Windermere is the codename for the SoC present in the 5mx. The Series 5 is based off the Cirrus Logic CL-PS7110 SoC, which has a full datasheet available (a glorious bounty of information!), but we don't have a ROM dump for it, so emulating it is futile right now.

I didn't want to poke a dead mailing list asking for a document that I might not even be allowed to have - I am not, after all, a Linux developer - so I decided to do my own research. We don't have a copy of that mysterious Boot EEPROM, and we don't know what the "Boot Flash" is, so let's just look at the Windermere/5mx ROM we do have and see what we can learn.

Disassembling the ROM

I threw Sys$rom.bin into IDA with the "Manual load" option and mapped it in at address 0x50000000, which immediately got me a lot of functions and valid pointers - always a good sign. The ROM is organised into a filesystem structure which is quite easy to walk; I wrote a simple IDAPython script to name every file and the different portions of the executable headers.

This got me a fair bit of insight into how the ROM is organised. There is a header at offset 0x80. System\Libs\EKern.exe file begins at offset 0x1120. Everything between those two components appears to form the 'bootstrap' code that sets up the system and eventually jumps to the EKern entry point.

I faffed about for a while trying to piece together what was going on, as if I tried to execute code from the ROM mapped at 0x50000000, it would make invalid accesses and everything would fall apart. Seemingly, I needed some kind of pre-existing setup to be in place... or did I?

It turns out I was just misunderstanding the way everything went together. It's easy to be misled because of how certain addresses mean different things depending on whether the MMU is on or off - for example, 0x80000404 can map to either the PWRCNT register, or to an address in kernel data memory.

Similarly, while most of the ROM expects to execute while mapped at 0x50000000, Windermere actually maps it at address 0x00000000, and the bootstrap code expects to execute in that context.

The EPOC Boot Sequence

Here are the steps involved in booting the OS using the first function (I haven't yet investigated the second, jumped to by the vector at offset 0004), annotated with addresses from the English 5mx ROM:

Understanding this was fundamental in learning how the kernel did things, what hardware I needed to map where, and where I had issues in my emulator's implementation.

As it turns out, I didn't actually need any special setup other than the basic mapping - ROM at 0x00000000, RAM at 0xC0000000, and registers mapped as appropriate.

I don't know precisely what the second version of the boot code does - I've yet to test it! - but I suspect it may relate to the boot process used on the 5mx Pro whereby the OS is actually located in a separate region of RAM and not in a ROM chip.

A Basic Emulator

I waffled a bit on where to begin with actually running the 5mx's code, as it runs a fairly old ARM variant.
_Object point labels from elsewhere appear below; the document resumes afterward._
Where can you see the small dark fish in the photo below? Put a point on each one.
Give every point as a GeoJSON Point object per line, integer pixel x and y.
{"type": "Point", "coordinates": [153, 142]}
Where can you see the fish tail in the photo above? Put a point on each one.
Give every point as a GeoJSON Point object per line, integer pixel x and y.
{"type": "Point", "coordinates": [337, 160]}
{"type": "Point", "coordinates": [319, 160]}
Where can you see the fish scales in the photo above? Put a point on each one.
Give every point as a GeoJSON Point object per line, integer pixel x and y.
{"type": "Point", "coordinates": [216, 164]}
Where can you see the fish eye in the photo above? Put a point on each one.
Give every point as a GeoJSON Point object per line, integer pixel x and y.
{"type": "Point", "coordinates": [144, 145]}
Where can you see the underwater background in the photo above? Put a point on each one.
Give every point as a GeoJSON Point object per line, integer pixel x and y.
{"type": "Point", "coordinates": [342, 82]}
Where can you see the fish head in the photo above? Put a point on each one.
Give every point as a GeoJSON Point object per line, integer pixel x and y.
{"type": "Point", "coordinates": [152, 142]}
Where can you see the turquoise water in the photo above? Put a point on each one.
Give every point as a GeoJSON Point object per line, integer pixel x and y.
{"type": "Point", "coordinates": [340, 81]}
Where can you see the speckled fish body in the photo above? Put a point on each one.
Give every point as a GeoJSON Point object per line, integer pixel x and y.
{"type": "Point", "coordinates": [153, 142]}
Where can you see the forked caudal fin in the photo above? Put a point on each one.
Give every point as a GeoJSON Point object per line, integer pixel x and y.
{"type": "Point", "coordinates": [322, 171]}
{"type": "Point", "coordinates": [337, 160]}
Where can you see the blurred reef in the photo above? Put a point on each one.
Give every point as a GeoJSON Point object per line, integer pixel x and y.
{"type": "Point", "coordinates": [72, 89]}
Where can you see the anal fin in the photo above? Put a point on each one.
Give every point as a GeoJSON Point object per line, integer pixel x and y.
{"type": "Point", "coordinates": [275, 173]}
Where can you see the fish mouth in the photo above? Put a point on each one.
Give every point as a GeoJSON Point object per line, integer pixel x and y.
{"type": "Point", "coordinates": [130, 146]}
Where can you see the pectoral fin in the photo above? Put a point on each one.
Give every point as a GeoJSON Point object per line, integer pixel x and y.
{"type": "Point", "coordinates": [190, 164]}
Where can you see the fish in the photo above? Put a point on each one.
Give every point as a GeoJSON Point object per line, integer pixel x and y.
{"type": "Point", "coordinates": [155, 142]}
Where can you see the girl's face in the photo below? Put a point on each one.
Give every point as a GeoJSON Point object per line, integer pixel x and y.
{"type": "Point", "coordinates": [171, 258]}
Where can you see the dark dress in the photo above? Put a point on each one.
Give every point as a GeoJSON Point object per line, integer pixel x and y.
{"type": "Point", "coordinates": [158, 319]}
I originally assumed it was an ARM710a (which, notably, does not have THUMB!) but later realised I'd missed one important fact: while the Series 5 has a 710a, the Series 5mx has a 710T, which adds THUMB, some more multiplication instructions, and slightly changes the way that ARM coprocessor 15 works.

I could have built upon a base like qemu or MAME, but that would have required me to learn a bunch about how to fit things into their architecture and would have made it harder for me to build a simple proof-of-concept emulator.

For my first attempt I borrowed the ARM core from endrift's mGBA Game Boy Advance emulator, since its ARM7 is a rather close match to that present in the Psion. It didn't support the MMU or coprocessor 15, but I could hook these in.

To get the kernel to boot I needed to support a few of the interrupts and the timers - I used the datasheet for the Series 5's CL-PS7110 as a basic guide for these, hoping that Windermere's would operate in a similar fashion (which turned out to be correct). I wrote a simple loop which counted cycles, fired tick and timer interrupts as appropriate, and called into the ARM core to execute instructions.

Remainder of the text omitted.